Honestly, I think a 40-40-20 diet works best, at least for me. If you tend to gain weight easily, definitely go for a 40-40-20.

For other sports that require speed and sprints like athletics, biking, swim race, ski race, long jump etc. it's important to have lots of energy, which translates into higher carbs intake in your diet.

Carbs provide quick and long-lasting energy, therefore the best diet for these kinds of sport is a 60-20-20 balance.

The last type of physical activity is resistance. For sports like long distance running, biking, swimming, cross country ski, you need more carbs and fats to guarantee lots of energy reserve, and low-fat protein foods like milk, yogurt, lean meat, ham, eggs, fish and legumes.

The balance of this type of diet should be 50-15-25

What to Drink?

The final step of this diet and exercise guideline is about drinking. What and how much should we drink?

Water is the essential drink for pre and post workout or exercise, but not during exercise.

This may sound shocking to you, but here is the reason: drinking during exercise increases sweating (with possible further loss of minerals) and it may cause cramps, muscle fatigue and lower muscle response.
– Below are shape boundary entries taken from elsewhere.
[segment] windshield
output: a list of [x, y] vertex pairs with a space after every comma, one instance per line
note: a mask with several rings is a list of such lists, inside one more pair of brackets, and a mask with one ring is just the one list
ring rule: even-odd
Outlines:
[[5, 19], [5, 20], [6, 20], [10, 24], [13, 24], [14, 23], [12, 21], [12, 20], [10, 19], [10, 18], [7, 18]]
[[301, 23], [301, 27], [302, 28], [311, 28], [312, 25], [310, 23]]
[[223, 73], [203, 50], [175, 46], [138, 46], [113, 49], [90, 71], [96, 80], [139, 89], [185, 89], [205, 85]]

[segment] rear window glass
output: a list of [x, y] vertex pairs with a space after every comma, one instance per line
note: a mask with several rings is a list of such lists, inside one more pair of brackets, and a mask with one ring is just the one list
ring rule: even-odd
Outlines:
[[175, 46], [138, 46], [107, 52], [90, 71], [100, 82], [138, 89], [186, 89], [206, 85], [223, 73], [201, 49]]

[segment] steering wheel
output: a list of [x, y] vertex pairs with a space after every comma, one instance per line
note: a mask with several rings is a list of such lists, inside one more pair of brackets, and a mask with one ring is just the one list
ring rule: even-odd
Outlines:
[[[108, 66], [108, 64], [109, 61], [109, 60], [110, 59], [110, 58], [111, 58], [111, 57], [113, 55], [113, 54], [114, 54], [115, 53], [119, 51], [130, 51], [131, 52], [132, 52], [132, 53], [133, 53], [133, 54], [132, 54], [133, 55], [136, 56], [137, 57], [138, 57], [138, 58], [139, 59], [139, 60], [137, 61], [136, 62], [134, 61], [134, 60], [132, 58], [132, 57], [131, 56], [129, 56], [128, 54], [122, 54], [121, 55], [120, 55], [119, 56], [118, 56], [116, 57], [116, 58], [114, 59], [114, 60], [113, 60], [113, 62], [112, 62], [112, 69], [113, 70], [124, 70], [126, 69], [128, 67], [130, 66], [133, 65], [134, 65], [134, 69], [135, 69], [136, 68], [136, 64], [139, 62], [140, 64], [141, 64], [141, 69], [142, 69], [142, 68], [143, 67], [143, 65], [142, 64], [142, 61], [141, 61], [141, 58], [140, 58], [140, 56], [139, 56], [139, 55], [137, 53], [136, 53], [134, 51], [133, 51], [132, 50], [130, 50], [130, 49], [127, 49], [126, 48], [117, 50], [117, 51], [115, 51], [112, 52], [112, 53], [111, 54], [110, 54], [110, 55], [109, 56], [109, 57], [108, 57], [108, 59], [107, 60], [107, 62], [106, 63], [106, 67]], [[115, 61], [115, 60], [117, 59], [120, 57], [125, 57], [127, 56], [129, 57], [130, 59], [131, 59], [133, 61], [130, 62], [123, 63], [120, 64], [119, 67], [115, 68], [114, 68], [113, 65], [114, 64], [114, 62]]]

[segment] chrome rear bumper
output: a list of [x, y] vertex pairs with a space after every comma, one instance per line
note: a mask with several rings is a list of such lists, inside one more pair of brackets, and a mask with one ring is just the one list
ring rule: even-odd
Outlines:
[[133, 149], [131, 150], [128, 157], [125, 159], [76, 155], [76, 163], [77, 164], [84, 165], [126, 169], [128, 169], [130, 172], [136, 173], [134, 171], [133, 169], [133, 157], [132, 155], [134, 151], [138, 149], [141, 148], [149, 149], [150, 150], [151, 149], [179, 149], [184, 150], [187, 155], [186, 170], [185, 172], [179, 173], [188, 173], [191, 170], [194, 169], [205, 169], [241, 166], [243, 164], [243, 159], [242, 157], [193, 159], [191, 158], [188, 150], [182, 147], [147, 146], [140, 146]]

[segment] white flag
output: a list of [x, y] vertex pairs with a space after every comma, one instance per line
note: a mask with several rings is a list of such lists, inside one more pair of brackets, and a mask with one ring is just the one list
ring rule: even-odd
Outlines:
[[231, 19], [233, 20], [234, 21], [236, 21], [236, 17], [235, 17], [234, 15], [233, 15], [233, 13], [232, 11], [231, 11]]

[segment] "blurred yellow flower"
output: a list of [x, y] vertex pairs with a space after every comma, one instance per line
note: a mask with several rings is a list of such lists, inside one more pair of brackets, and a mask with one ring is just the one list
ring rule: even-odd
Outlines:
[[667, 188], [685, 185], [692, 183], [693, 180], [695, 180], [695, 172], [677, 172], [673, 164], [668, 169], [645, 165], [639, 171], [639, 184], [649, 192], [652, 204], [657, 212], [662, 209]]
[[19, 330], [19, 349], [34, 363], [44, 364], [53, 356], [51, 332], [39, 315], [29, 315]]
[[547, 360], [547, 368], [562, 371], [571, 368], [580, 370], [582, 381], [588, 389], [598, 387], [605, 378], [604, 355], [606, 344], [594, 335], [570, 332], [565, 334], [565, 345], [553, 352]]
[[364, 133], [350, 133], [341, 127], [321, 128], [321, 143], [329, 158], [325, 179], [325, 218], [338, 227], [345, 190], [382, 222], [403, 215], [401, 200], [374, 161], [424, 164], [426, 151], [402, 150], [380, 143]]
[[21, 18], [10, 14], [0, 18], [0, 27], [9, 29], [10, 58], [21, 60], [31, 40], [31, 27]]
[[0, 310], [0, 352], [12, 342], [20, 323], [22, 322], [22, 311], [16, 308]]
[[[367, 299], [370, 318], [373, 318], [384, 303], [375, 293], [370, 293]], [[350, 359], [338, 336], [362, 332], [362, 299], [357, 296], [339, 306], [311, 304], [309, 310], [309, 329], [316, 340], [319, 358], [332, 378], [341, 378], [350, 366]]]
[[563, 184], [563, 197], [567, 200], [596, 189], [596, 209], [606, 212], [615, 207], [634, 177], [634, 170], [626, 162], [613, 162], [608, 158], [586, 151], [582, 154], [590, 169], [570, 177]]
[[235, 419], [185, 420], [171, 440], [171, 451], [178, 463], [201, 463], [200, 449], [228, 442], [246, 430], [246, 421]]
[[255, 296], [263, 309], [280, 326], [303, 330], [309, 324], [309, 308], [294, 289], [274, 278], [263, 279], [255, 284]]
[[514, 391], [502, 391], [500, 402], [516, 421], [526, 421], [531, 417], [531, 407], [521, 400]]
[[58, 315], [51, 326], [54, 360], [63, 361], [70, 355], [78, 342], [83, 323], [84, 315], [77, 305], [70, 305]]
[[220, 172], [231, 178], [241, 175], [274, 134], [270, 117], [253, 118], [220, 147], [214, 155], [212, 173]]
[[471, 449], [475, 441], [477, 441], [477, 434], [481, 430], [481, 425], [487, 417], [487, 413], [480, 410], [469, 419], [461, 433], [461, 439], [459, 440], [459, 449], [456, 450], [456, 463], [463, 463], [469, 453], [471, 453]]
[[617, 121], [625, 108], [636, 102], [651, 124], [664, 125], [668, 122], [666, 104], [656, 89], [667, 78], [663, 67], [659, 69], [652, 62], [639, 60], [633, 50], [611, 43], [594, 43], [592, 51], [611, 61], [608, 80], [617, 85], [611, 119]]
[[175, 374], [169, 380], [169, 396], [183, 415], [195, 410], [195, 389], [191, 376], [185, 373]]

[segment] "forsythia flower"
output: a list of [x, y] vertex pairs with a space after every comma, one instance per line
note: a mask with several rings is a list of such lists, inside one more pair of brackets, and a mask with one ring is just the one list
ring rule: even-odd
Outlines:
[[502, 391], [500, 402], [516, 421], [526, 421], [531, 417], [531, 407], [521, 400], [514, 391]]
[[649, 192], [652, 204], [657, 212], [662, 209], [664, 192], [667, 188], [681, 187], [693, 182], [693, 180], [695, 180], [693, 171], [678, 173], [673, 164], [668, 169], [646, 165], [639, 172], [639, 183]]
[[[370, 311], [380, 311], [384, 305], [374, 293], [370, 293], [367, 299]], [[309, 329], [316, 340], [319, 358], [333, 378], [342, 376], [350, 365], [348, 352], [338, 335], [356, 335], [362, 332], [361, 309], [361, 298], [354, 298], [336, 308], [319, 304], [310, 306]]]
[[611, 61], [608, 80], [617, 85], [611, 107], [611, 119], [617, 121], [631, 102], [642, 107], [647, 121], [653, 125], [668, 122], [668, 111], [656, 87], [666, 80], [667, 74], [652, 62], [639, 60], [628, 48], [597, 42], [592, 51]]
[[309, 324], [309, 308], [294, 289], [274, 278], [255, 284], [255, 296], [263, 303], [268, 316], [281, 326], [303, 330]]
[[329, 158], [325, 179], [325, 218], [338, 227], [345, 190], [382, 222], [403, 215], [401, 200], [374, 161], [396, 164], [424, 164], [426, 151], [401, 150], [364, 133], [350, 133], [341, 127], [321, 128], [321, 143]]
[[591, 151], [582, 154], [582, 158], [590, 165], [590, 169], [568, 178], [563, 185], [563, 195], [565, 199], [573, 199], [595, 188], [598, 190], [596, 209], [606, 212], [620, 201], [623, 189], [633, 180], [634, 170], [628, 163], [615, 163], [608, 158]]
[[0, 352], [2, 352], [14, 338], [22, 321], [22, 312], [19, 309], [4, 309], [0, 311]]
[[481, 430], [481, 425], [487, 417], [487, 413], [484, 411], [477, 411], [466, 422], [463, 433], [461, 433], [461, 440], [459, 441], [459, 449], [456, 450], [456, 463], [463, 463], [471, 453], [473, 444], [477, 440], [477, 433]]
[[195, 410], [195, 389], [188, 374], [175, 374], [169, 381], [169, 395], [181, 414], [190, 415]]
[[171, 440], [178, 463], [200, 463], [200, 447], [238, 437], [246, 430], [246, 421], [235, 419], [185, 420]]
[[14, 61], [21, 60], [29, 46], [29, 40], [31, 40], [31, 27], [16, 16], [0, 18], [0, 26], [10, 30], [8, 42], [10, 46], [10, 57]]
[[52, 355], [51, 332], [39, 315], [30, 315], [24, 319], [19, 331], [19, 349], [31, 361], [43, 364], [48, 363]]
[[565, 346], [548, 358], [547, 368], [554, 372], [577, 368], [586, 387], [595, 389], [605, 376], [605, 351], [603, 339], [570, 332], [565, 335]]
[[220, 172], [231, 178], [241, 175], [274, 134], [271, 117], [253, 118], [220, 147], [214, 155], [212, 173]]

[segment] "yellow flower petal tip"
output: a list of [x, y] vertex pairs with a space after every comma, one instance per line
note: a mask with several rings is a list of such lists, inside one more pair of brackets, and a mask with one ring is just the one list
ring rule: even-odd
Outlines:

So what to do when you're at gym sweating like crazy, craving a glass of water?

Well, I don't care if I sweat (you know, showers are fortunately available!). Actually I am lucky, I don't sweat at all, maybe because they keep the temperature quite low at the gym where I go...but anyways...I like to have my bottle when I work out.

I don't drink plane water, I mix it with something called Xtend, which contains minerals and glutamine, very useful to recover fast during exercise.


Another good advice is to drink vitamin C, like orange juices (made from real oranges) to increase immune system, always at risk for who practices sport activity. In fact breathing with your mouth wide open increases the chances to catch viruses and germs.